Пуаро жестом подозвал официанта и попросил счет.
— Куда теперь, мой друг? — спросил он у Фурнье.
— В сыскную полицию. У них должны быть новости для меня.
— Хорошо. Я пойду с вами. Потом сделаю кое-что по своему плану, а вы, надеюсь, поможете мне.
В сыскной полиции, пока Фурнье отсутствовал, Пуаро возобновил знакомство с шефом детективного отдела, с которым встречался и ранее по поводу одного из своих прежних дел. Мсье Жиль был чрезвычайно вежлив и приветлив.
— Восхищен тем, что вы заинтересовались этим делом, мсье Пуаро.
— Честное слово, дорогой мсье Жиль, все случилось буквально у меня под носом. Это же оскорбление, вы согласны? Представляете: Эркюль Пуаро спал в то время, как совершалось убийство!
Мсье Жиль тактично покачал головой.
— Эти самолеты! В ненастную погоду они так ненадежны. Мне самому раз-другой пришлось хлебнуть с ними неприятностей...
— Как говорится, будто армия марширует по желудку, — признался Пуаро. — Но как пищеварительный аппарат влияет на мозговые извилины! Когда на меня нападает mal de mer, я, Эркюль Пуаро, становлюсь существом без серых клеток, с интеллектом ниже среднего! Прискорбно, но факт! О! А вот и наш добрый Фурнье. У вас, я вижу, есть новости!
Обычно меланхоличный Фурнье выглядел теперь чрезвычайно возбужденным и нетерпеливым.
— Да, в самом деле. Грек Зеропулос, торговец древностями, кое-что рассказал полиции о продаже трубки и дротиков. Это случилось тремя днями раньше убийства. Я предлагаю, мсье Жиль, — Фурнье почтительно поклонился шефу, — сейчас подробно расспросить этого человека.
— Конечно, пожалуйста, — позволил Жиль. — Мсье Пуаро будет сопровождать вас?
— Если не возражаете, — тотчас вставая, сказал Пуаро. — Это интересно, весьма интересно.
Салон мсье Зеропулоса, известного торговца-антиквара, находился на улице Сент-Оноре.
В его магазине, напоминающем скорее музей, чем торговое предприятие, было много сицилийской утвари из Рагуз, персидских гончарных изделий; изделия из луристанской бронзы и большой выбор недорогих индусских драгоценностей, свитки шелков и вышивок из многих стран, большое количество ничего не стоящих бус и копеечных египетских безделушек теснились на полках.
Это было одно из тех заведений, где можно выложить миллион франков за вещь, ценою в полмиллиона, или десяток франков за предмет, не стоящий и пяти сантимов.
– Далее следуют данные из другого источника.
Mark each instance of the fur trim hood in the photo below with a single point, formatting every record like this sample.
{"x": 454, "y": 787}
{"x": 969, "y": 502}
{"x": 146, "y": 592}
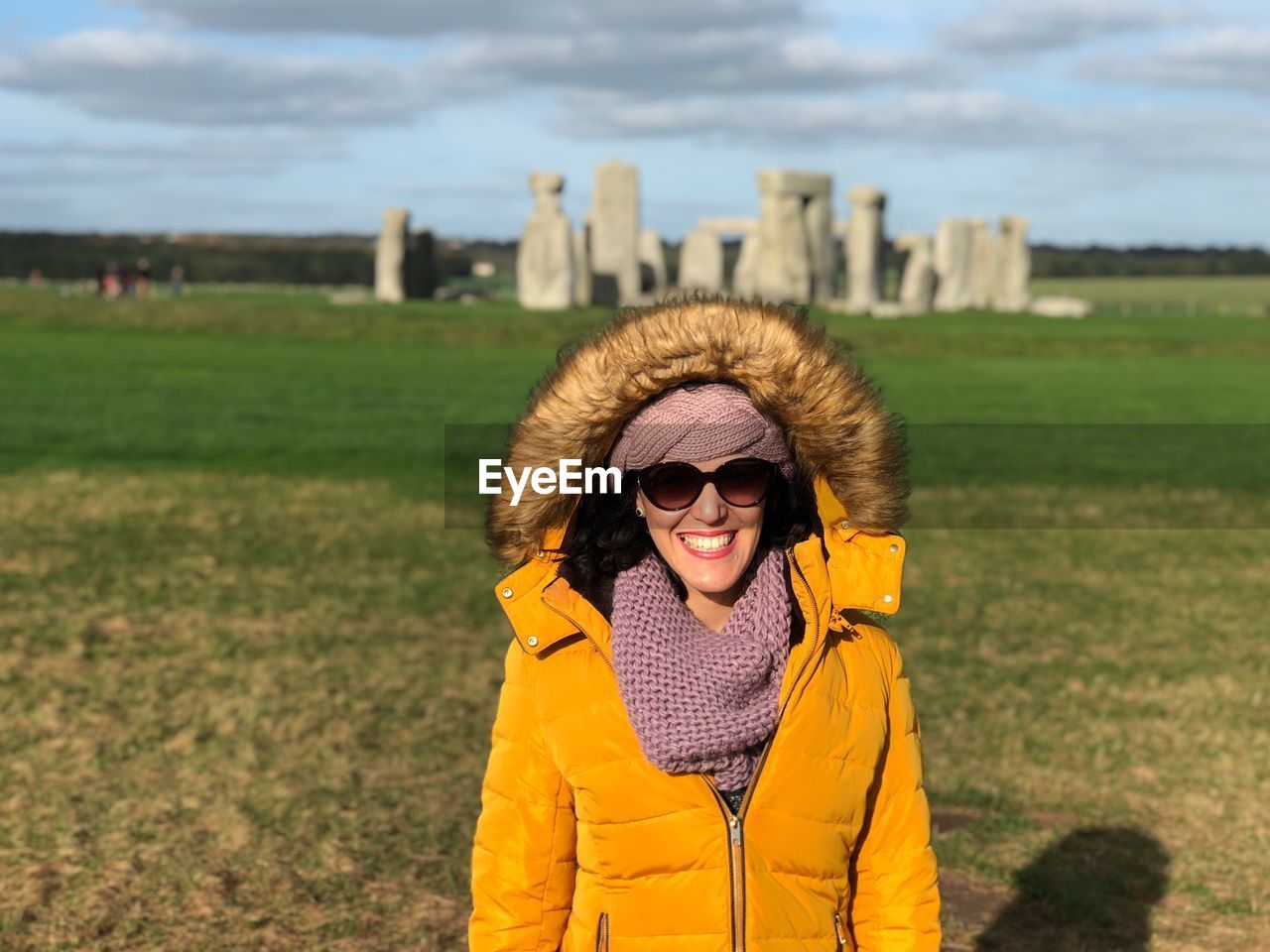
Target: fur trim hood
{"x": 837, "y": 426}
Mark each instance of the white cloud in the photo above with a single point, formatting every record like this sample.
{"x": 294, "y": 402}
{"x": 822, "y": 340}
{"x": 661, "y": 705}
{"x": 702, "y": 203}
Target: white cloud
{"x": 163, "y": 79}
{"x": 1225, "y": 60}
{"x": 158, "y": 77}
{"x": 942, "y": 123}
{"x": 213, "y": 155}
{"x": 1003, "y": 28}
{"x": 427, "y": 18}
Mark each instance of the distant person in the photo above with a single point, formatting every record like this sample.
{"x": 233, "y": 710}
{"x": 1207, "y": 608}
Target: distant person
{"x": 111, "y": 284}
{"x": 141, "y": 280}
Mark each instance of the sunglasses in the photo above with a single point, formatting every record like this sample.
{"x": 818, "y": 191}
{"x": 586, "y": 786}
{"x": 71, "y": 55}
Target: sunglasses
{"x": 742, "y": 483}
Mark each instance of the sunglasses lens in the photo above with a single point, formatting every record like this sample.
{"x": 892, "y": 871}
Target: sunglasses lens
{"x": 744, "y": 481}
{"x": 672, "y": 485}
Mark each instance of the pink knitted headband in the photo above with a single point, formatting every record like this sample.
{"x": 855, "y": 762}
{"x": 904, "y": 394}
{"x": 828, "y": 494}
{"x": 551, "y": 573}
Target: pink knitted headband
{"x": 697, "y": 421}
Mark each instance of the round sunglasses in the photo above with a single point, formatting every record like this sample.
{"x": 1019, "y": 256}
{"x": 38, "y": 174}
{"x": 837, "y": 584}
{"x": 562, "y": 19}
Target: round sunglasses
{"x": 742, "y": 483}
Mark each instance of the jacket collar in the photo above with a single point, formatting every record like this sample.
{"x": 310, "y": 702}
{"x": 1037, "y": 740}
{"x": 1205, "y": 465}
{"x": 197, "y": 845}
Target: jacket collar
{"x": 843, "y": 569}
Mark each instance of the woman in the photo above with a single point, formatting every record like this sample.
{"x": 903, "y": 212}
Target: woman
{"x": 703, "y": 742}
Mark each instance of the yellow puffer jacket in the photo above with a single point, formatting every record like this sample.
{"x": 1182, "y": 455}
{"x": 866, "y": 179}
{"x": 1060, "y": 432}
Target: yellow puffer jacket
{"x": 581, "y": 843}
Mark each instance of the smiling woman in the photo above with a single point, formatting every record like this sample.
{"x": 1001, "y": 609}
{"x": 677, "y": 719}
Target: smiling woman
{"x": 701, "y": 737}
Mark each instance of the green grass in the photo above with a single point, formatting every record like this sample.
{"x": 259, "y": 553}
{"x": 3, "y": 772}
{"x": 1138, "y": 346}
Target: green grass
{"x": 1242, "y": 296}
{"x": 249, "y": 675}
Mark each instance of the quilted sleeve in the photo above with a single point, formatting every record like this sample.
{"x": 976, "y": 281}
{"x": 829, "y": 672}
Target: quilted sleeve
{"x": 894, "y": 881}
{"x": 524, "y": 860}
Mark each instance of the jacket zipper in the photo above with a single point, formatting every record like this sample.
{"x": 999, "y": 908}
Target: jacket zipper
{"x": 602, "y": 933}
{"x": 735, "y": 843}
{"x": 602, "y": 656}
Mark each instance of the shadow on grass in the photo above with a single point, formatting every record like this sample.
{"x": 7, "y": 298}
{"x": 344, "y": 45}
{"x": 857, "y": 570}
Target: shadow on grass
{"x": 1092, "y": 892}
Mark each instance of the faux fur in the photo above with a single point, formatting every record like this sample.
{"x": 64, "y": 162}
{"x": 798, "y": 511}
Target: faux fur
{"x": 792, "y": 368}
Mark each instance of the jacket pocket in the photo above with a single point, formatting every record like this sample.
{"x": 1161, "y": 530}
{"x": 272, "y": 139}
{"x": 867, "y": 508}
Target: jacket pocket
{"x": 844, "y": 943}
Постоянную так называемую «финансовую поддержку» заведению оказывали главным образом американские туристы да хорошо осведомленные ценители.
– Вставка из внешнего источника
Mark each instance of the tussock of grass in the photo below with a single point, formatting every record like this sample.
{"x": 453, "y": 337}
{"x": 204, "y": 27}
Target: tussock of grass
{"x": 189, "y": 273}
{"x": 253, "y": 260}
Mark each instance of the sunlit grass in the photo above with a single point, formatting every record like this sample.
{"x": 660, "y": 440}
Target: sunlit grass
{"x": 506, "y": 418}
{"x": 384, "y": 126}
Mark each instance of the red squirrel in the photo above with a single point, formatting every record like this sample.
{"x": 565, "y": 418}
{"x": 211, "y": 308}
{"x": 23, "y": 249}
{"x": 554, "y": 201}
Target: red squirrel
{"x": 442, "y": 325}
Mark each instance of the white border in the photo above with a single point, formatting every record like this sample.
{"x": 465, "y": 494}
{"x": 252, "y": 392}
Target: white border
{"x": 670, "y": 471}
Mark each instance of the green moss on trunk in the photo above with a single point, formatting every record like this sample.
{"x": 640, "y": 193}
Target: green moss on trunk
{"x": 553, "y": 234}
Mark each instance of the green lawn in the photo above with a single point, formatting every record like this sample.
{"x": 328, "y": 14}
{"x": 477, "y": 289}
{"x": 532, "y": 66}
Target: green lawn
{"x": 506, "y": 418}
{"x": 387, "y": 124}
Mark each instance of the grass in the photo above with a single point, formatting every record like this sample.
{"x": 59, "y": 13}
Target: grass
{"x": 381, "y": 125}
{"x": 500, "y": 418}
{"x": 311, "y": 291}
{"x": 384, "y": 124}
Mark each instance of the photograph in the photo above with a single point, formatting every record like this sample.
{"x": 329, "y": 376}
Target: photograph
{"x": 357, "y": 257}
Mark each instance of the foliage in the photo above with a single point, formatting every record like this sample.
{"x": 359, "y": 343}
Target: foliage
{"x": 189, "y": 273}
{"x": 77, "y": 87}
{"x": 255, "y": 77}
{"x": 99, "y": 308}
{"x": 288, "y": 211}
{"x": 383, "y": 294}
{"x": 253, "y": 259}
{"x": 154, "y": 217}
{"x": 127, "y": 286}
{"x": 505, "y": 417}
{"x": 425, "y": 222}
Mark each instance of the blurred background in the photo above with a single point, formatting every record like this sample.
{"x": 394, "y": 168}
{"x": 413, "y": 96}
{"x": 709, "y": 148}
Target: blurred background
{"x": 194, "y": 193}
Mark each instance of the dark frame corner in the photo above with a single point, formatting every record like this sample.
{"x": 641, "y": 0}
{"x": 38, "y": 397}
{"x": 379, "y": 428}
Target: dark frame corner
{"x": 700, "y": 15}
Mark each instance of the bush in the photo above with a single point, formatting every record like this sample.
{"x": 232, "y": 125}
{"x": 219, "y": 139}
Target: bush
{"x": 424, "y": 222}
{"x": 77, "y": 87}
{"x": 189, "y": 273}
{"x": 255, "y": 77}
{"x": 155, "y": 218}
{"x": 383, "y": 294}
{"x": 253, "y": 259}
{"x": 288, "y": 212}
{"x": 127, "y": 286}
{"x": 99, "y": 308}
Мсье Зеропулос, невысокий, плотного сложения человек с блестящими черными глазками, изъяснялся живо, многословно, чрезвычайно подробно. Джентльмены из полиции? О, весьма рад! Может, гости зайдут в его личный кабинет? Да, он продал трубку и дротики — редкостные вещицы из Южной Америки...
— Понимаете ли, джентльмены, я продаю всего понемногу! У меня есть и специализация, — это Персия. Мсье Дюпон, уважаемый мсье Дюпон может за меня поручиться! Он всегда приходит взглянуть на мою коллекцию, на мои новые приобретения, потолковать о подлинности некоторых сомнительных вещей. Что за человек! Какой ученый! Какой у него глаз! Какое чутье! Но я уклонился от сути. У меня есть коллекция — коллекция, известная всем знатокам! А еще у меня есть... Ну, честно говоря, хлам. Заморский хлам, всего понемножку: из Индии, Японии, с Борнео, с южных широт. Обычно я не называю устойчивой цены на все это. Если кто-то интересуется, определяю цену, ее сбивают и в конце концов я получаю чаще всего половину. Но это все равно выгодно. Вещицы эти я покупаю у матросов по очень низким ценам.
Мсье Зеропулос остановился, передохнул и продолжал, весьма довольный вниманием к своей особе и своим обстоятельным рассказом.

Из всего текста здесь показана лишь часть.